第320章 盆满钵溢,脑满肠肥,发家致富,荫庇子孙

“百晓生好。”众人闻言抚掌大笑,朱自笑眯起眼睛也笑了起来,众人犹自不肯放过他,纷纷撺掇道:“百夫,这明摆着日后便是一段佳话,你得了天大的好处,不行,你得敬酒,敬我们每人一杯……”闹哄哄之下,朱自笑无奈,只好起身团团作揖讨饶,众人哪里肯如此高高举起轻轻放下,有个嗓门儿大,更是大声喊:“百夫,再不自觉,咱们叫了小嫂嫂过来,捏着你鼻子灌酒……”

这时候容赋亲自温了酒送来,听了这话当即娇靥薄晕,忍不住低低啐了一口,乖官在旁边看着,心中好笑,陈香光显然是经常带这些人回来吃酒,连内眷都如此熟悉了,想必是交情极好的,也是,他这个人不拘礼法,相交的朋友也应该如此,不过,这怎么瞧都有五百年后大学室友互相闹腾的亲热劲儿,忍不住却是有些羡慕的。

的确,所谓物以类聚人以群分,能和陈继儒关系如此好的,大抵都很是有书生意气的,内心都自认为是自甘清贫不蹈俗尘的,当然,读书人清贫和普通百姓清贫还是很有区别的,读书人清贫,书还是有得读的,饭还是有的吃的,小妾也能娶两房的,所谓清贫,只是相对于官员上任刮得天高三尺而言。

就像是陈继儒,修个庙宇祭奠吴郡二陆,弄一堆名花名草到庙宇中,堂而皇之说'我贫,以此祭二位先生',导致有人干脆叫他陈乞花,出去访友,穿个道袍骑个大青驴,这怎么看也跟贫穷没有任何关系,这年月,能穿道袍的读书人,相当于后世穿着名牌休闲服,骑着大青驴,等于座驾是奥迪,何贫之有!可他愣是说,我贫。
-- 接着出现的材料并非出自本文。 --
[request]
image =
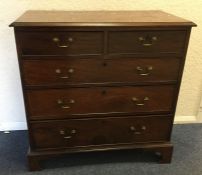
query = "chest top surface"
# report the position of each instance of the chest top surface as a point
(100, 18)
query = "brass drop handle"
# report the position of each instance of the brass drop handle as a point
(63, 105)
(57, 41)
(65, 136)
(140, 102)
(59, 71)
(147, 41)
(135, 131)
(144, 71)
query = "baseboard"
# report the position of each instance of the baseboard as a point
(9, 126)
(185, 119)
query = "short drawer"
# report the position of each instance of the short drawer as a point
(85, 132)
(80, 71)
(60, 43)
(74, 102)
(147, 42)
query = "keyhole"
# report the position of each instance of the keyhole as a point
(104, 92)
(104, 64)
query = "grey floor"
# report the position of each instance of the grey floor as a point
(187, 158)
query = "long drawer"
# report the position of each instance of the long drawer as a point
(60, 43)
(147, 42)
(85, 132)
(80, 71)
(62, 103)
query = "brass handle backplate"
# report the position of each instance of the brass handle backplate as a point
(139, 102)
(67, 134)
(137, 131)
(58, 42)
(59, 72)
(147, 41)
(63, 104)
(144, 71)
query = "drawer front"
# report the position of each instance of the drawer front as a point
(60, 43)
(75, 133)
(147, 42)
(78, 71)
(54, 104)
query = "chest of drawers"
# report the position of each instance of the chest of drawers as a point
(97, 81)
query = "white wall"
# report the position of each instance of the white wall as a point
(11, 105)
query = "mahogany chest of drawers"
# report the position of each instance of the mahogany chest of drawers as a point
(100, 80)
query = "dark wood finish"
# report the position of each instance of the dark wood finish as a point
(90, 71)
(103, 80)
(89, 132)
(100, 18)
(100, 100)
(67, 43)
(147, 42)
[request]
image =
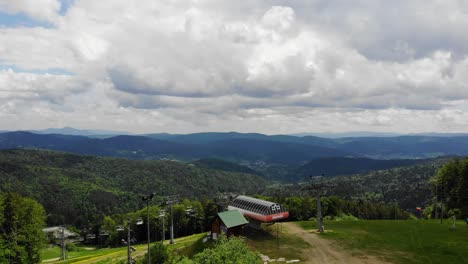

还理直气壮,听着极叫人恼火,可再仔细看看那些有名望的读书人,哪一个不是捞得盆满钵溢,脑满肠肥,发家致富,荫庇子孙,回头再看陈继儒,还真比较贫穷,这时候,你便要佩服他,至于那些市井的屁民,大明朝又有几个人真的是放在心上,看在眼里的?

所以说,明末贫富两极分化太严重,读书人地位太高,一个政权,应该是平衡的,稳固的,而这时候的大明不平衡,不稳固,不亡是无天理,至于造成不稳固的最终原因,其实还是读书人,跟阉党没有一两银子的关系。

像是宁波慈溪县冯家,号称诗书传家,祖上从汉献帝时候被任命为句章录事参军,千年以降,到明朝已经是极盛,进士、举人、秀才,不知凡凡,如今冯家号称冯半城,慈溪县志上头录得有他家人才数十人,说个难听的,慈溪知县上任,若不拜访冯家,政令都出不了县衙。

当然,大明治天下,大抵是和地方上乡宦共治的,后世研究明史的欧洲学者甚至有激进的看法认为大明其实是无政府状态,地方治理完全靠乡老和乡约,当然,这并不算抨击,实际上甚至有替大明贴金之处,分明是说大明是民煮之朝。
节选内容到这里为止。